Ele tem a opinião de que os efeitos da má regulação em Portugal implicam valores pouco significativos. Eu tenho a opinião contrária. O que aconteceu com o crime do BPN foi culpa claro do BPN, mas também da má regulação. E a factura para os portugueses para mim foi significativa.

As PPPs são em Portugal um negócio criminoso a partir do momento em que têm taxas de rendibilidade de 2 dígitos e risco zero. Não percebo como se usa o valor do exemplo de 10 ou 15% como estimativa.

E para mim é muito claro que a corrupção é um evento negativo, principalmente porque na grande maioria das vezes está associada a suborno ou ganhos ilícitos.

Carlos Madeira disse...

Una observacao em relacao ao comentario de 2 digitos do José Lapalice.

Podemos considerar que numa actividade nao existe 100% de corrupcao. Seria raro que houvesse 100% de corrupcao, porque aí seria uma organizacao criminal aberta.

Assim, eu indico. Talvez haja 10-15% de percentagem de corrupcao na actividade.

O José indica que uma rentabilidade de 2 digitos é claramente corrupcao. Mas 10% e 15% sao rentabilidades de 2 digitos, nao?

Já agora, rentabilidades altas só por si nao sao corrupcao. Nao é proibido tu teres lucros altos. Isso pode ser só má regulacao.

O Chile é sempre classificado como um dos paises mais transparentes e de menor corrupcao.

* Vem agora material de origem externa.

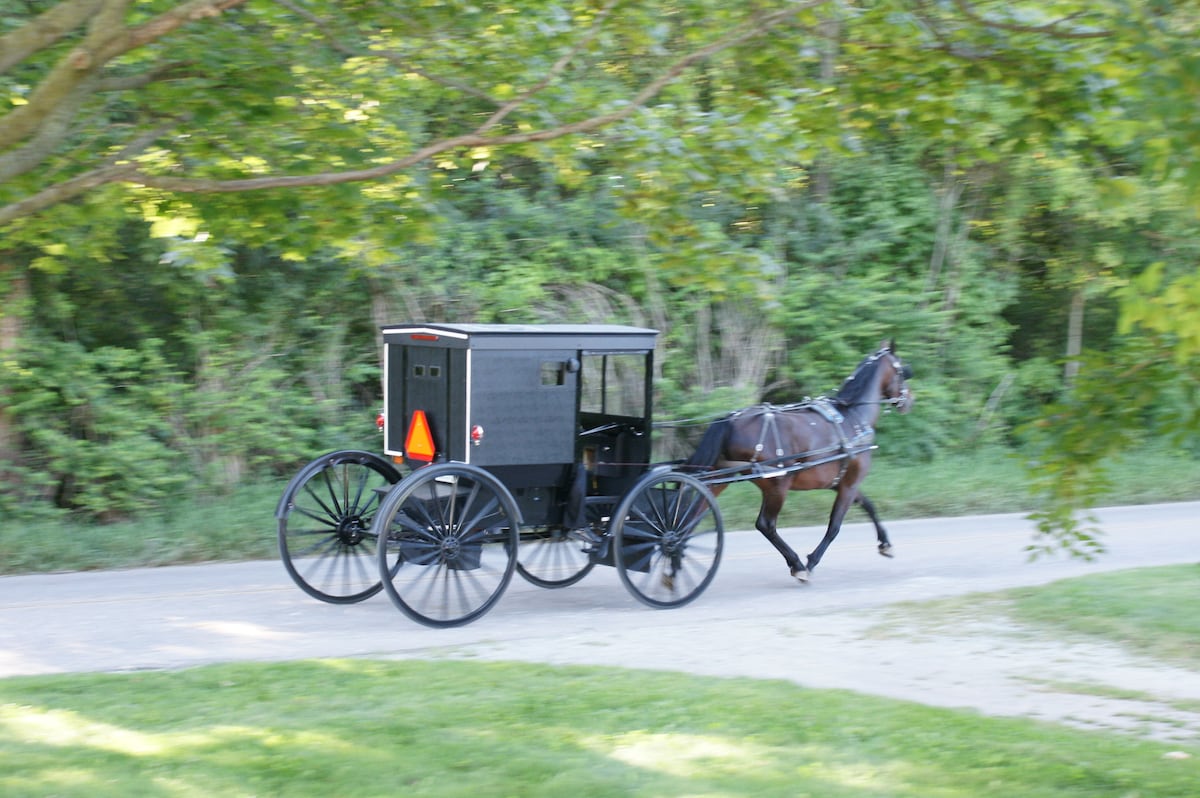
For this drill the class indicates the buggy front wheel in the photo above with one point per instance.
(448, 544)
(667, 537)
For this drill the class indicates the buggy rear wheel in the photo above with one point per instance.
(448, 544)
(667, 537)
(324, 525)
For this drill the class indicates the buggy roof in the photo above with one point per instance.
(613, 337)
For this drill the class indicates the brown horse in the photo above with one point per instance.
(832, 437)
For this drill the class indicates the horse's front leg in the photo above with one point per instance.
(880, 532)
(840, 505)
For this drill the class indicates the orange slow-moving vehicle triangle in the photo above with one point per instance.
(419, 442)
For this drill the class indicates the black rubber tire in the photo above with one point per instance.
(667, 538)
(449, 538)
(324, 525)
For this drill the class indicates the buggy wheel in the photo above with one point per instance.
(448, 544)
(667, 537)
(324, 525)
(553, 557)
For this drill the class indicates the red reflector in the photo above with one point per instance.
(419, 442)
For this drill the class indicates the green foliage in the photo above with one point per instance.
(99, 425)
(486, 729)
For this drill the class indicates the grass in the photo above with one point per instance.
(241, 526)
(1151, 611)
(479, 730)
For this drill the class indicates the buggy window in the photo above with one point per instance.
(613, 384)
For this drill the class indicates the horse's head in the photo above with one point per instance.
(894, 378)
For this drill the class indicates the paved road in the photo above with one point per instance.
(754, 619)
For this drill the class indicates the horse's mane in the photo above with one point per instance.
(855, 390)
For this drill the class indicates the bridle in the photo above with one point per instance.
(904, 373)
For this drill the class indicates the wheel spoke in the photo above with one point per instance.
(453, 544)
(324, 535)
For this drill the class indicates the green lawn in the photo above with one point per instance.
(478, 730)
(474, 730)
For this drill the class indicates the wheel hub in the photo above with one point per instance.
(351, 531)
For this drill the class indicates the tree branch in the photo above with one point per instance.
(115, 169)
(1049, 29)
(45, 30)
(107, 39)
(479, 138)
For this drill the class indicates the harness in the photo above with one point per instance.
(847, 445)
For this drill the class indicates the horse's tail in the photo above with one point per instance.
(709, 449)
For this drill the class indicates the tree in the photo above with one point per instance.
(318, 123)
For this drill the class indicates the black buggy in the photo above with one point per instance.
(505, 448)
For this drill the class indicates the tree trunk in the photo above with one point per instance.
(1074, 335)
(15, 287)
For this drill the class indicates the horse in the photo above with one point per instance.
(823, 443)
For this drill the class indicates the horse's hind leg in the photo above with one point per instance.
(880, 532)
(837, 515)
(768, 515)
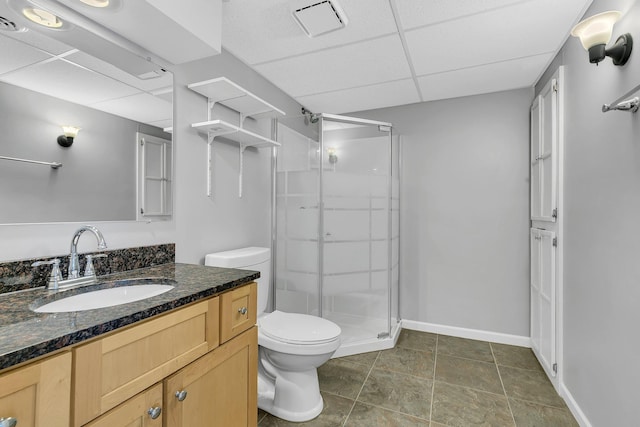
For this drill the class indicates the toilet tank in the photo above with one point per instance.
(252, 258)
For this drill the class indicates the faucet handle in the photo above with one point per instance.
(88, 269)
(56, 274)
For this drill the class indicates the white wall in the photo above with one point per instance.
(602, 234)
(200, 225)
(464, 216)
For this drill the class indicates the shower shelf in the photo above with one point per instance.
(233, 96)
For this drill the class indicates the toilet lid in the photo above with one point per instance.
(298, 328)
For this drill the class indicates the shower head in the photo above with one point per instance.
(313, 118)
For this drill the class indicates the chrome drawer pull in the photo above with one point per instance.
(154, 412)
(8, 422)
(181, 395)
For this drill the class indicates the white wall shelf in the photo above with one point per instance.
(214, 128)
(225, 92)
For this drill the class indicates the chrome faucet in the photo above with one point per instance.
(74, 267)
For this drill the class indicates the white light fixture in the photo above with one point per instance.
(96, 3)
(595, 32)
(42, 17)
(69, 134)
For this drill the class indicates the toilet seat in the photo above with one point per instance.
(296, 328)
(287, 333)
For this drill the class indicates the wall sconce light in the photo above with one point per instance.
(595, 32)
(69, 133)
(333, 156)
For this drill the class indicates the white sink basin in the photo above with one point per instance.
(103, 298)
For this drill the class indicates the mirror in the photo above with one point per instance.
(44, 84)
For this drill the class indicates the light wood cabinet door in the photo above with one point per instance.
(110, 370)
(219, 389)
(142, 410)
(39, 394)
(238, 311)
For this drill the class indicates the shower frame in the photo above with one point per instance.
(385, 339)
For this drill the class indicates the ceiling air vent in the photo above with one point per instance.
(319, 17)
(7, 25)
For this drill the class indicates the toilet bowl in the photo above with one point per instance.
(291, 345)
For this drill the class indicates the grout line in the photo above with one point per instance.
(361, 388)
(433, 381)
(502, 383)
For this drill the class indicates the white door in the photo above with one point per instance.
(543, 298)
(544, 154)
(154, 176)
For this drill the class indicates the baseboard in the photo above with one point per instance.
(580, 417)
(474, 334)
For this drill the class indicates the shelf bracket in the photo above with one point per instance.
(242, 148)
(210, 104)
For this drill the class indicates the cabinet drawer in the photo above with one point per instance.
(237, 311)
(110, 370)
(38, 394)
(135, 411)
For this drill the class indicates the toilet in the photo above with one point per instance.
(291, 346)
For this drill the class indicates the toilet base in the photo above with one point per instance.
(292, 396)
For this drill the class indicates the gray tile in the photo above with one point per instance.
(413, 362)
(342, 377)
(335, 412)
(398, 392)
(462, 347)
(261, 414)
(516, 357)
(416, 340)
(528, 414)
(370, 416)
(463, 407)
(533, 386)
(362, 358)
(468, 373)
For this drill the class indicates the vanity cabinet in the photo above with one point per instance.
(142, 410)
(38, 394)
(174, 366)
(217, 390)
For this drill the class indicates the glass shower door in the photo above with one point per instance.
(297, 217)
(355, 241)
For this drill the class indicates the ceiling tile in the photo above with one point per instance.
(261, 31)
(359, 64)
(484, 79)
(69, 82)
(499, 35)
(390, 94)
(418, 13)
(16, 55)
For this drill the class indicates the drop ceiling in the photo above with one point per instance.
(395, 52)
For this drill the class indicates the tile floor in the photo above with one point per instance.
(431, 380)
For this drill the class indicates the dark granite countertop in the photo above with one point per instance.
(25, 335)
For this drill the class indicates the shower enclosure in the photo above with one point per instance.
(337, 228)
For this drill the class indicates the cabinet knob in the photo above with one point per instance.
(181, 395)
(8, 422)
(154, 412)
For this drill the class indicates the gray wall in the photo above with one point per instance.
(602, 231)
(465, 200)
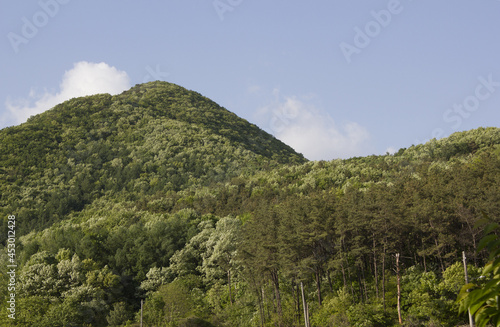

Aqui a banca privada tem uma rentabilidade de 16% e a saúde privada uma rentabilidade de 30-35%.

Jose Lapalice disse...

Vou escrever de novo. E chamo a atencao para o termo risco zero.

As PPPs são em Portugal um negócio criminoso a partir do momento em que têm taxas de rendibilidade de 2 dígitos e risco zero.

Nao disse que rendibilidades a 2 digitos seja criminoso nas PPPs. Existe a questao do risco zero.

Mas certamente te esqueceste desse detalhe, o risco zero, na tua analise ao meu comentario. Por isso repito. Taxas de rendibilidade de dois digitos em PPPs em Portugal onde todo o risco pertence ao Estado e' criminoso.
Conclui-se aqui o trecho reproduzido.